Clients repeatedly trying and failing to connect to a Deadline database with encryption enabled can cause the Database logs to grow quickly. Here we’ll explain how to handle when a computer with the Deadline client installed (one or all of the Monitor/Worker/Launcher) gets into this state. Normally, when each client application connects to the MongoDB database, it uses 10 connections. The issue is that when the client fails to connect to the database, it will re-attempt the connection as fast as it can, as each attempt consumes another set of 10 connections.
Confirm this is happening by opening your MongoDB log:
Windows: C:\DeadlineDatabase[VERSION]\mongo\data\logs
Mac OS X: /Applications/Thinkbox/DeadlineDatabase[VERSION]/mongo/data/logs
Linux: /opt/Thinkbox/DeadlineDatabase[VERSION]/mongo/data/logs
Where [VERSION] is the MAJOR version number of Deadline.
If you see messages like these, this is the focus of this guide:
E NETWORK [conn17] no SSL certificate provided by peer; connection rejected
I NETWORK [conn55795] SocketException handling request, closing client connection: 9001 socket exception [SEND_ERROR] server [10.1.2.3:54321]
{"t":{"$date":"2023-06-28T06:28:32.987+02:00"},"s":"I", "c”:"NETWORK", “id”:12345, “ctx”:"conn544","msg":"Error receiving request from client. Ending connection from remote","attr":{"error":{"code":141,"codeName":"SSLHandshakeFailed","errmsg":"no SSL certificate provided by peer; connection rejected"},"remote":"10.1.2.3:57046","connectionId":544}}
If there is a different error in the logs please reach out to the support team using the details here.
This failure mode is typically caused when the database certificate becomes unreadable for any reason. If the database certificate is hosted on a network share, be sure the Deadline10Client.pfx is accessible and readable by the client computers.
If it stays in this state for a more than 2 minutes a single computer will consume all available TCP connections on the database computer as it will reattempt connection more quickly than the previous set of connections expire. In that case, you need to find the computer or computers running the Deadline client that are failing to connect to the database and resolve their connection issue. Once there are no computers failing to connect, the issue will stop.
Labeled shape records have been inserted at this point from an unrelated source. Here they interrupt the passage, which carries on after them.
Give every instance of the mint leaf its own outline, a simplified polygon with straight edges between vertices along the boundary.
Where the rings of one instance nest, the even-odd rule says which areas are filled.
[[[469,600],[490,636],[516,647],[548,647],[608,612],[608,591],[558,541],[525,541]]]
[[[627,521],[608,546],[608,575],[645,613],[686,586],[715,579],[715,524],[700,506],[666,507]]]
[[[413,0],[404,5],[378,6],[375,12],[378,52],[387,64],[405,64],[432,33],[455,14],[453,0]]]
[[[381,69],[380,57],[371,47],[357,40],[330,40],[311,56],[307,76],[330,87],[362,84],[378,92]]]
You can find the problem computer either by pulling the IP address from the database logs, or by checking the connections open on the database computer. In the example error messages above, the example IP address is 10.1.2.3. Copy what is shown in your message and connect to that computer and resolve whatever is keeping the client from connecting. Check the application logs if it is unclear why the client is failing to connect. Typical causes include missing database certificates, or the user running the Worker losing permission to read that certificate.
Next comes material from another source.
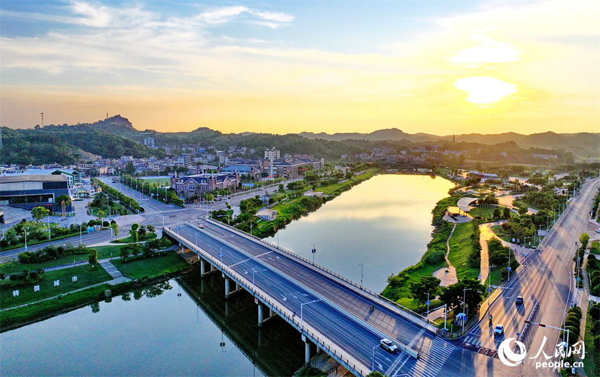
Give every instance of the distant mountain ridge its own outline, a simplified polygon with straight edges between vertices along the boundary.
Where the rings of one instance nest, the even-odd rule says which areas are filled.
[[[513,141],[522,148],[532,147],[549,149],[564,149],[571,150],[577,148],[584,148],[599,151],[600,147],[600,133],[556,133],[548,131],[542,133],[532,133],[522,135],[514,132],[507,132],[497,134],[469,133],[463,135],[447,135],[439,136],[429,133],[407,133],[398,128],[387,128],[377,130],[370,133],[341,133],[330,135],[325,133],[314,133],[302,132],[299,135],[309,139],[324,139],[327,140],[342,141],[351,140],[408,140],[414,142],[477,142],[493,145],[500,142]]]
To check the connections on a Windows hosted database open a command line with Administrator permissions and so start the command prompt with the right-click “Run as Administrator” option:netstat -p tcp -b > connections.txt
Open the created connections.txt and look for an IP in the ‘Foreign Address’ column that appears over 100 times that has [mongod.exe]
on the following line.
To check the connections on a Linux hosted database:netstat -tlp | grep mongo
Once the client’s connection issue has been corrected, you’ll need to either restart the database computer or wait for the connection threads to die and be cleaned up by the operating system. Again, check the application logs on the client with the most connections if it is unclear why the client is failing to connect.